Apparently, though, the Shia’s and the Sunni’s have been at it for some time all over the Arab world. Some posit that such conflicts are inherent in savage Islam. You’re supposed to kill unbelievers, and if you run out of Hindus or Christians or Jews, you make unbelievers our of your fellow Muslims to satisfy the inherent bloodlust of your faith. Such would be the conclusion of another author I read recently, Michael Cappi, in his A Never Ending War. However, Cappi’s book (self-published since I guess, no publisher would buy it either out of lack guts or demand for better scholarship. I can only guess.) is a collection of facts and omission of facts and distortions of history all carefully arranged to fit his preconceived conclusion–that Islam is basically bloodthirsty, and essentially incorrigible and dangerous to itself and others. Take just this statement near the beginning of the book for illustration: Even during periods in history when horrific abuses to tolerance occurred at the hands of the West, it was in spite of the prevailing philosophy and not because of it. And most importantly the return to the basic beliefs always followed any behavioral aberration. I’m reminded of what a devout family man and churchgoer the Godfather was.

On the other hand, it could be the tribe that’s the most important–more than country or religion–at least in the impoverished rural areas, especially in Afghanistan. Filkins recounts stories of soldiers changing sides according to who paid better or seemed stronger, serving not any central state, but preserving real loyalty only to their tribes. National borders and governments were abstractions. In Iraq as well, he talked to men who moved back and forth among Iraq, Syria, Iran, staying with family, not country. So how far can the West hope to get with the nation-building in a climate like that?

Filkins draws no conclusions, offers no predictions, though his title might imply one. No war, no society, lasts forever, and this one won’t either, even if it seems so. Filkins is smart enough to know that, so perhaps he’s speaking of a war against the transcendent evil of the human soul which manifests eternally in different forms–radical Islam being one of the worst.
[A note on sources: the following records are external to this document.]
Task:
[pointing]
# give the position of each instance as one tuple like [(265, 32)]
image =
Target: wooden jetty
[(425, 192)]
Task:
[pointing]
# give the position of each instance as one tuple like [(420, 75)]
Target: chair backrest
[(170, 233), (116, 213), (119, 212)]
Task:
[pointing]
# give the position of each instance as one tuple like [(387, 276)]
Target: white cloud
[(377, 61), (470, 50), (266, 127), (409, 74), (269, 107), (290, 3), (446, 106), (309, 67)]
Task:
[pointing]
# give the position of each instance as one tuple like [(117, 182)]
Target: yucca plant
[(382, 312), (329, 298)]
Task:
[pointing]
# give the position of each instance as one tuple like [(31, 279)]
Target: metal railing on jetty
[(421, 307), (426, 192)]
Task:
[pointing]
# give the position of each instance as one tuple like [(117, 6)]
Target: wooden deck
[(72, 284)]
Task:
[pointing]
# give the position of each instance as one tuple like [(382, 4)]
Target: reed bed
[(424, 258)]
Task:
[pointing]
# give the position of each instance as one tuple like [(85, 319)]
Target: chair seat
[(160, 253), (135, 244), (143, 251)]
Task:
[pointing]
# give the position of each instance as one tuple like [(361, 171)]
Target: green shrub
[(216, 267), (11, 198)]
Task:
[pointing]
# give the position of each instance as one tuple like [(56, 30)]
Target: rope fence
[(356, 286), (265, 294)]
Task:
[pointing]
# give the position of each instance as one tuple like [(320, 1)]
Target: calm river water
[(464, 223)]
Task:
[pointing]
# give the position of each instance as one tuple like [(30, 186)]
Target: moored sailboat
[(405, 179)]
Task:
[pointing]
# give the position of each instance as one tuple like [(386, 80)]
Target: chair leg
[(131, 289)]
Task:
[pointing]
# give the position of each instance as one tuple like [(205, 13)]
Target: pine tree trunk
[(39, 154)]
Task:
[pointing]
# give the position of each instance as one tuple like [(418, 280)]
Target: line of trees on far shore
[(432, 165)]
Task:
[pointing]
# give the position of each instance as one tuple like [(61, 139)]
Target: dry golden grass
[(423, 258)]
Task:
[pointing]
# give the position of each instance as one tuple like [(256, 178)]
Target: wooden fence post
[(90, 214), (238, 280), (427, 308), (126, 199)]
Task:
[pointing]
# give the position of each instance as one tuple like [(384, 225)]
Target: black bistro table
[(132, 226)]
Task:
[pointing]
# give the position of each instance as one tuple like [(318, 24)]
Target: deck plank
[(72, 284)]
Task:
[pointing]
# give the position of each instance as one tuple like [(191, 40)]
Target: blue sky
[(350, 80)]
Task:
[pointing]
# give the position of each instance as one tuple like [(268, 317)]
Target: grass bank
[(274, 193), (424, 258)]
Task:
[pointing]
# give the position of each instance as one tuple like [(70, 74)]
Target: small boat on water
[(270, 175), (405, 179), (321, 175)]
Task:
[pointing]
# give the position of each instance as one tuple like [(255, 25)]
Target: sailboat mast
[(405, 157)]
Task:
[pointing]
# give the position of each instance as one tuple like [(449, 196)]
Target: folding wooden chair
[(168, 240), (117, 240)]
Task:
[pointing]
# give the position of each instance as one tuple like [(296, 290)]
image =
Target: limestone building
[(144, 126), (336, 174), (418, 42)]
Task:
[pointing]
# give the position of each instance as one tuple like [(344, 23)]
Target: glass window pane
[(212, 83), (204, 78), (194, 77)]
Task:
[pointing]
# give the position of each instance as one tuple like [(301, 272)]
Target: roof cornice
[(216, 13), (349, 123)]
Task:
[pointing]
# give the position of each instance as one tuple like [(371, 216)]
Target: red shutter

I do assume these terrorists are not reformable and need to be eliminated or neutralized. Nor can one imagine Saudi women free to wander around in mini-skirts any time soon. However, there are distinct strains of Islam (See my comments on American Islam, June 11) which offer clear examples and demonstrate clear possibilities of peaceful coexistence. As well, there are millions of Muslims living around and in Western society who do not bomb or behead their neighbors. Unfortunately, those sort don’t make for very good TV, so the radicals and the misfits get to dictate the images on our screens and in our minds. I simply have no place in my being for the notion that a whole religion, nation, or other such segment of humanity, can be dismissed and defined as ineluctable brutes. The rich once thought that about the poor, whites about blacks, Indians, Chinese. It’s what some Jews and Arabs think about each other. With the way that’s working out for both of them, why should we seek to imitate?

And such are the meditations that I predict The Forever War  will lead you to. Open it at your own risk.